The following general formula:
_-RCH-CH 2 -O-
(However, R is at least one of a hydrogen atom and a methyl group, and may be mixed in one molecule.)
Graft polymerization of a monoethylenically unsaturated monomer containing an unsaturated carboxylic acid monomer as an essential component to a polyether compound having a repeating unit represented by A polymer made of
A hydrophilic graft polymer having a purity of at least 75% or more.   A scale inhibitor containing the hydrophilic graft polymer according to claim 1 as an essential component.
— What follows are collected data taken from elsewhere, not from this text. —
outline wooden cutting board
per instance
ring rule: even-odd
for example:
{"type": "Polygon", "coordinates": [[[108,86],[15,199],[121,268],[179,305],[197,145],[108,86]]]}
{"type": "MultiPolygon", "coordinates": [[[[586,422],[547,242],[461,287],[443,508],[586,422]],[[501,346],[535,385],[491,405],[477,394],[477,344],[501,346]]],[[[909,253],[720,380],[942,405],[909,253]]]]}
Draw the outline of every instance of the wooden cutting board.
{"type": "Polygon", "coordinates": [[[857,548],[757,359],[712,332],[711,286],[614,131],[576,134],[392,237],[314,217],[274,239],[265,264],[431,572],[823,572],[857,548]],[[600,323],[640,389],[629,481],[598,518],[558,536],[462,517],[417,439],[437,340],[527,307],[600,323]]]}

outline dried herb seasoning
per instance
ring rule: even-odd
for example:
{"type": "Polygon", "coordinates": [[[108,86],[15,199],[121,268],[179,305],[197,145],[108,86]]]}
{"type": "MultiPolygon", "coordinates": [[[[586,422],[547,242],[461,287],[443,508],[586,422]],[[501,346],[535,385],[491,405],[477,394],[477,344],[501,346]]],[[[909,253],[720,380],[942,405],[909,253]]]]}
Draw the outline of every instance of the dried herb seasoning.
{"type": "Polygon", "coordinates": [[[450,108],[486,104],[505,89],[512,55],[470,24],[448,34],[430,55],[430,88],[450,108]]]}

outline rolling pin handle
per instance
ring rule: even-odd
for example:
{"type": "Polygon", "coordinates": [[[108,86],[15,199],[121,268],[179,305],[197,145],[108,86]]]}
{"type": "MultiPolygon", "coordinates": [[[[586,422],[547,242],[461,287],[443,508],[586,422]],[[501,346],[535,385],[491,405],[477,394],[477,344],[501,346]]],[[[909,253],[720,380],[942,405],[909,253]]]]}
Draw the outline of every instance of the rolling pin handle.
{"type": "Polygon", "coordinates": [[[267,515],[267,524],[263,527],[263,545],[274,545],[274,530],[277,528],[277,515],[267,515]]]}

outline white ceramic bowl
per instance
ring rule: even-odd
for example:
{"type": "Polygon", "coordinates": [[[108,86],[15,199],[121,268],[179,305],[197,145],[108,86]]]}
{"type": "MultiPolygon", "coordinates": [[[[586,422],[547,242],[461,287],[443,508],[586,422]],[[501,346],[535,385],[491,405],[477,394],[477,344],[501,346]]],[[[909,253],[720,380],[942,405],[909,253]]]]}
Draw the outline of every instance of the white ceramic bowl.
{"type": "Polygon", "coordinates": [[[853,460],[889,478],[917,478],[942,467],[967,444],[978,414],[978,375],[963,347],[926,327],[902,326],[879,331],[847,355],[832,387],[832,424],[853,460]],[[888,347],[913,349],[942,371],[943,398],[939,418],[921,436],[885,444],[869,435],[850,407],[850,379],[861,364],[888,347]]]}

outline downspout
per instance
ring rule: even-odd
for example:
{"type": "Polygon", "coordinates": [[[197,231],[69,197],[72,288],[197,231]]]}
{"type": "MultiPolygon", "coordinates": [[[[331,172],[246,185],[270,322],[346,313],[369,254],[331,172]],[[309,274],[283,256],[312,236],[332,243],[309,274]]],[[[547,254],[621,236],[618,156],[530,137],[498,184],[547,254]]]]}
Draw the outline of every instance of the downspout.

The following general formula:
_-RCH-CH 2 -O-
(However, R is at least one of a hydrogen atom and a methyl group, and may be mixed in one molecule.)
A monoethylenically unsaturated monomer containing an unsaturated carboxylic acid monomer as an essential component in a polyether compound having a repeating unit represented by A method for producing a hydrophilic graft polymer, wherein graft polymerization is performed in the presence of at least one acidic substance selected from a sulfonic acid compound, a phosphoric acid compound and an inorganic acid and an organic peroxide.   The manufacturing method of the hydrophilic graft polymer of Claim 3 whose ratio of the said unsaturated carboxylic acid type monomer in the said monoethylenically unsaturated monomer is 60 weight% or more.   The unsaturated carboxylic acid monomer is at least one selected from (meth) acrylic acid, maleic acid, maleic anhydride, fumaric acid and an ester that generates carboxylic acid by hydrolysis, and the ester is The manufacturing method of the hydrophilic graft polymer of Claim 3 or 4 which is at least 1 sort (s) chosen from the (meth) acrylic acid ester, the maleic acid ester, and the fumaric acid ester.   The method for producing a hydrophilic graft polymer according to any one of claims 3 to 5, wherein at least one R in the repeating unit is a hydrogen atom.   A hydrophilic graft polymer obtained by the production method according to claim 3.   The scale inhibitor which contains the hydrophilic graft polymer obtained by the manufacturing method in any one of Claim 3 to 6 as an essential component.